Life in Northern Ghana


The climate in the Northern part of Ghana has three outstanding sorts of climatical conditions:
  • The raining season in July, August and September
  • The Harmattan season (the cold season with wind and dust) in November till middle of February
  • The hot dry season beginning in February with its peak in March and April.


Trees in the area perform important functions to provide food (leaves and seeds) animal fodder, firewood, medicine, pesticides. Trees are important means to of control soil erosion, increase soil fertility and provide shade for humans and animals. 
Trees are spread over the savannah landscape and gives it its special enhancement. The biodiversity in tree vegetation used to be high, but is decreasing due to over exploitation by people in search for firewood and by animals who damage trees during the dry season in search for fodder. Also sacred shrines and groves exist and are traditional nature reserves protected by the traditional taboos and norms. In Sirigu they are widely spread e.g. Agunwoko, Afobnini. Treeplanting projects try to link to these groves and shrines while traditionally they endure the protection of the society. The characteristic trees are: 
Toa (baobab), tanga (sheabuttertree), zaanka (accacia albida), dua (dawadawa), neem, gea (ebony), mango and aarga (blackfruit). Species under the threat of extinction include the baobab, acacia albida and dawadawa.

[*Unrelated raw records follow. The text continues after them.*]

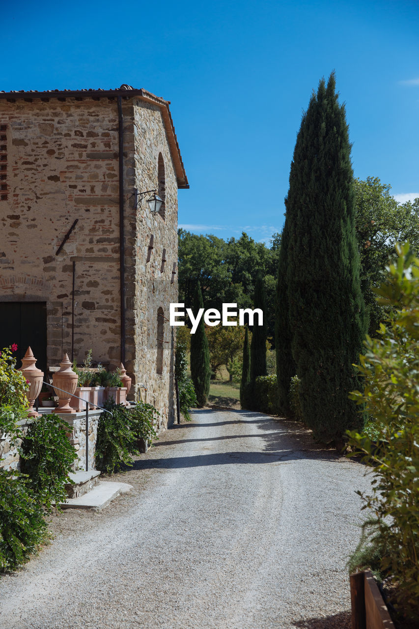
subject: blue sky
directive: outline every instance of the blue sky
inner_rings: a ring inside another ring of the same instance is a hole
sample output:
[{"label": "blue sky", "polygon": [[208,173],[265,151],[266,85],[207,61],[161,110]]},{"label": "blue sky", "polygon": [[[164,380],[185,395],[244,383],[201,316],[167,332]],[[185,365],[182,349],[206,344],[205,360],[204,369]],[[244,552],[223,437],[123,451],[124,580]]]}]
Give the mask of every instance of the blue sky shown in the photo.
[{"label": "blue sky", "polygon": [[191,185],[179,221],[191,231],[267,242],[281,231],[301,113],[333,69],[355,176],[419,196],[417,0],[17,7],[0,0],[0,89],[128,83],[171,101]]}]

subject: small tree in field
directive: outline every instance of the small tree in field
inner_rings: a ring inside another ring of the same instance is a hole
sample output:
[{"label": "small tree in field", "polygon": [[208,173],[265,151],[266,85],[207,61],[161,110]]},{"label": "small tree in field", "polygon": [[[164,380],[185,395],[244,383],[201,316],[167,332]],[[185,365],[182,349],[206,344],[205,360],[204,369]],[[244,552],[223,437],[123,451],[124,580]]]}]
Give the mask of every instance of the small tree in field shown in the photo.
[{"label": "small tree in field", "polygon": [[243,367],[242,368],[242,382],[240,383],[240,406],[247,406],[247,387],[250,379],[250,349],[249,346],[249,331],[246,328],[244,343],[243,344]]},{"label": "small tree in field", "polygon": [[[265,287],[262,276],[259,274],[255,283],[254,308],[260,308],[264,316],[266,313]],[[256,321],[255,317],[255,321]],[[264,325],[255,323],[252,331],[250,343],[250,381],[254,382],[259,376],[266,376],[266,329]]]},{"label": "small tree in field", "polygon": [[[198,282],[195,290],[194,312],[196,314],[199,308],[203,308],[204,302]],[[199,406],[204,406],[210,392],[210,350],[205,333],[204,318],[201,317],[196,331],[191,335],[191,376],[194,383],[196,399]]]},{"label": "small tree in field", "polygon": [[322,79],[304,114],[289,175],[286,269],[291,348],[304,422],[342,442],[363,416],[349,398],[367,328],[355,231],[354,175],[345,108],[335,75]]}]

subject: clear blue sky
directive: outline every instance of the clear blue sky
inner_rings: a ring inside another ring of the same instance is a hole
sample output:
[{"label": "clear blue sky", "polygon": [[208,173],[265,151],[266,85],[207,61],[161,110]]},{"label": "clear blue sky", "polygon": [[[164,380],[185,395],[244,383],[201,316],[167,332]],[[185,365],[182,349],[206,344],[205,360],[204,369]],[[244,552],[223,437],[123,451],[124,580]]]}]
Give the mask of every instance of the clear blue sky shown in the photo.
[{"label": "clear blue sky", "polygon": [[0,89],[128,83],[171,101],[196,233],[281,231],[301,113],[336,70],[355,175],[419,196],[418,0],[0,0]]}]

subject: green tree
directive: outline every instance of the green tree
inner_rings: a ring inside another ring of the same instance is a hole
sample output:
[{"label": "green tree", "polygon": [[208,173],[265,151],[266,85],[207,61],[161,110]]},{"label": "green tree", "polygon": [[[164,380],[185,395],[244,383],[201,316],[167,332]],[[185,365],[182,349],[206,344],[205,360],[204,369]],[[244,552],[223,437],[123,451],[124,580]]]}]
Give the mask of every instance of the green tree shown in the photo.
[{"label": "green tree", "polygon": [[296,367],[291,342],[293,331],[289,319],[289,304],[287,284],[288,266],[288,247],[291,225],[293,221],[294,208],[288,207],[282,230],[281,249],[278,260],[278,274],[276,285],[276,316],[275,318],[275,348],[276,351],[276,377],[278,387],[278,406],[279,413],[288,416],[291,414],[289,388],[291,378],[295,376]]},{"label": "green tree", "polygon": [[250,380],[250,348],[249,345],[249,331],[246,326],[243,343],[243,367],[242,367],[242,382],[240,383],[240,406],[247,406],[247,387]]},{"label": "green tree", "polygon": [[335,75],[322,79],[303,114],[291,163],[287,213],[287,295],[304,421],[340,443],[363,418],[349,391],[366,331],[355,231],[354,177],[345,108]]},{"label": "green tree", "polygon": [[[194,313],[197,314],[199,308],[203,308],[204,302],[199,282],[196,284]],[[204,406],[210,392],[210,350],[208,341],[205,333],[204,318],[201,317],[196,331],[191,335],[191,376],[194,383],[196,399],[199,406]]]},{"label": "green tree", "polygon": [[[259,274],[255,284],[254,308],[260,308],[264,314],[266,310],[265,287],[262,275]],[[252,333],[250,343],[250,382],[254,382],[259,376],[266,376],[266,330],[263,325],[256,325],[257,318]]]},{"label": "green tree", "polygon": [[374,337],[388,314],[388,308],[377,302],[374,288],[383,281],[389,256],[395,255],[396,243],[406,240],[419,253],[419,199],[398,203],[390,193],[391,186],[377,177],[355,179],[354,183],[361,289],[369,318],[368,333]]}]

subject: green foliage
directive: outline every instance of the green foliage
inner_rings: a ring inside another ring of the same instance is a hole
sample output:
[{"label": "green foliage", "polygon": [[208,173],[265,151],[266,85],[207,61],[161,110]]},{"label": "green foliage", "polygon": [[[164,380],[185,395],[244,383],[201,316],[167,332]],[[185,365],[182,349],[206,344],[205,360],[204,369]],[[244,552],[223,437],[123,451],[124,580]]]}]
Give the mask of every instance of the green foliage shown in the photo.
[{"label": "green foliage", "polygon": [[198,401],[193,383],[187,376],[187,351],[186,343],[179,340],[177,337],[175,377],[177,381],[179,409],[186,421],[190,421],[189,409],[196,406]]},{"label": "green foliage", "polygon": [[293,216],[286,291],[303,416],[316,438],[338,443],[347,429],[363,424],[349,393],[359,385],[352,365],[367,321],[350,144],[333,74],[327,86],[320,81],[303,116],[286,206]]},{"label": "green foliage", "polygon": [[0,571],[27,561],[46,537],[47,523],[29,479],[0,468]]},{"label": "green foliage", "polygon": [[260,413],[271,415],[279,413],[278,387],[276,376],[259,376],[255,381],[253,390],[253,407]]},{"label": "green foliage", "polygon": [[21,371],[16,369],[16,358],[13,355],[17,348],[14,343],[0,352],[0,407],[28,408],[28,382]]},{"label": "green foliage", "polygon": [[198,406],[193,382],[189,378],[178,383],[179,403],[181,413],[187,421],[191,420],[189,409]]},{"label": "green foliage", "polygon": [[410,242],[419,253],[419,199],[398,203],[389,185],[378,177],[355,179],[355,229],[360,260],[361,288],[369,318],[368,333],[374,337],[388,307],[378,304],[374,289],[383,281],[389,256],[396,253],[396,243]]},{"label": "green foliage", "polygon": [[301,381],[298,376],[293,376],[289,384],[289,408],[297,421],[303,421],[303,411],[299,401],[299,386]]},{"label": "green foliage", "polygon": [[[193,311],[196,313],[199,308],[203,307],[201,286],[198,282],[195,290]],[[211,367],[208,341],[205,333],[203,317],[201,318],[195,333],[191,335],[191,376],[198,405],[204,406],[210,392]]]},{"label": "green foliage", "polygon": [[[365,381],[352,399],[365,404],[379,423],[376,444],[365,434],[349,433],[356,453],[373,468],[371,492],[359,492],[364,509],[377,521],[385,548],[381,569],[397,587],[398,601],[411,618],[419,616],[419,259],[408,245],[396,247],[377,290],[379,303],[391,306],[379,338],[367,337],[357,369]],[[355,453],[355,454],[356,454]]]},{"label": "green foliage", "polygon": [[67,498],[65,484],[69,482],[77,454],[66,433],[69,425],[54,413],[37,417],[28,428],[20,448],[21,470],[28,475],[28,486],[47,511],[53,503]]},{"label": "green foliage", "polygon": [[109,412],[103,413],[99,420],[96,467],[111,474],[124,464],[132,465],[131,455],[140,454],[139,439],[152,440],[159,413],[151,404],[143,402],[127,408],[108,401],[104,408]]},{"label": "green foliage", "polygon": [[[213,374],[223,365],[227,367],[232,364],[243,347],[244,330],[242,326],[216,325],[206,328],[210,350],[210,363]],[[230,382],[233,382],[232,373]]]},{"label": "green foliage", "polygon": [[230,382],[240,382],[242,380],[242,368],[243,364],[242,360],[237,356],[229,360],[226,366],[226,369],[230,376]]},{"label": "green foliage", "polygon": [[275,348],[276,351],[276,377],[278,386],[279,413],[287,416],[291,413],[289,398],[289,382],[295,375],[297,367],[293,357],[291,342],[293,329],[289,320],[289,303],[287,269],[289,234],[294,230],[296,209],[288,207],[285,199],[287,211],[282,230],[281,249],[278,260],[277,281],[276,285],[276,309],[275,318]]},{"label": "green foliage", "polygon": [[[255,284],[254,308],[260,308],[264,313],[266,309],[265,287],[260,274],[257,276]],[[257,317],[255,317],[250,343],[251,382],[254,382],[259,376],[266,376],[266,330],[264,322],[263,325],[258,325],[256,321]]]},{"label": "green foliage", "polygon": [[244,342],[243,343],[243,362],[242,367],[242,381],[240,383],[240,406],[247,408],[249,399],[247,392],[250,381],[250,348],[249,345],[249,330],[246,328]]},{"label": "green foliage", "polygon": [[223,303],[250,308],[258,272],[265,281],[267,335],[273,338],[275,276],[281,241],[274,234],[272,247],[256,242],[246,233],[227,242],[213,235],[197,235],[179,230],[179,301],[190,306],[197,281],[206,308],[221,310]]}]

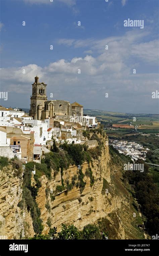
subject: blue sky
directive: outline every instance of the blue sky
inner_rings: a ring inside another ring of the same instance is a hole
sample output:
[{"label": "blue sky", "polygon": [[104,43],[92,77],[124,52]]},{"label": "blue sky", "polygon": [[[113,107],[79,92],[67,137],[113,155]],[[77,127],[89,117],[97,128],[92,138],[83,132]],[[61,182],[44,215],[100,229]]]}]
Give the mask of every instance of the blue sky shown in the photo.
[{"label": "blue sky", "polygon": [[[38,74],[48,85],[49,100],[53,93],[53,99],[75,101],[85,108],[158,113],[152,93],[159,91],[158,4],[1,0],[1,91],[8,92],[8,100],[1,104],[29,108]],[[144,28],[124,27],[128,18],[144,20]]]}]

The savannah landscape harbours several birds, reptiles and mammals. The hawk, vulture, hornbill, weaver bird and cattle egret are common birds. Lizards and snakes (pythons) and crocodiles are the main reptiles. Elephants are very rare in the region.

Agricultural system

All people in the rural areas practice agriculture, it is a combination of growing food products and keeping animals (agriculture and animal-husbandry). It is a subsistance activity, mainly to serve the need for home consumption. Only small quantities of foodproduction is marketed. The hoe is the most important tool for the work on the field.

However, those who can afford it may use a pair of bullocks and plough for landpreparation. Typical crops grown are:

  • Sorghum (kemolga) is used for brewing local beer (pito) and porridge (TZ).
  • Early millet (naara) is used for TZ and other food items, it is the main staple food.
  • Groundnuts (sinkaam); groundnuts are eaten raw, roasted or boiled and groundnutsoup is one of the most popular dishes.
  • Okra: rich of vitamins used in various meals and soup.
  • Beans (tea) is used to provide the main proteins in the diet.
  • Frafra potato (peesa) and sweet potato (nanugla) are both traditional root crops and provide carbohydrate.
  • Neri (sama), a calabash seed crop for soup.
  • Kenaf (berisi); for vegetable soup with groundnuts. The stalk is used for fibers to weave baskets, mats aand rope making.

Domestic animals

Cows, goats, sheep, fowls, guinea fowls and donkeys are held on every farm. To possess a lot of animals, specially cows, is an expression of wealth. 
Animals provide food, serve as savings and as buffer for the lean seasons. They are also used for traditional sacrifices and paying dowries. For the ones who can afford the cowa (bullocks) are also used for animal traction. A horse is hardly seen in these environments. Village chiefs may have a horse and when he rides it the horse is covered with decorations of leather. The expected or unexpected visitor will often leave the compound with eggs, a chicken or guinea fowl.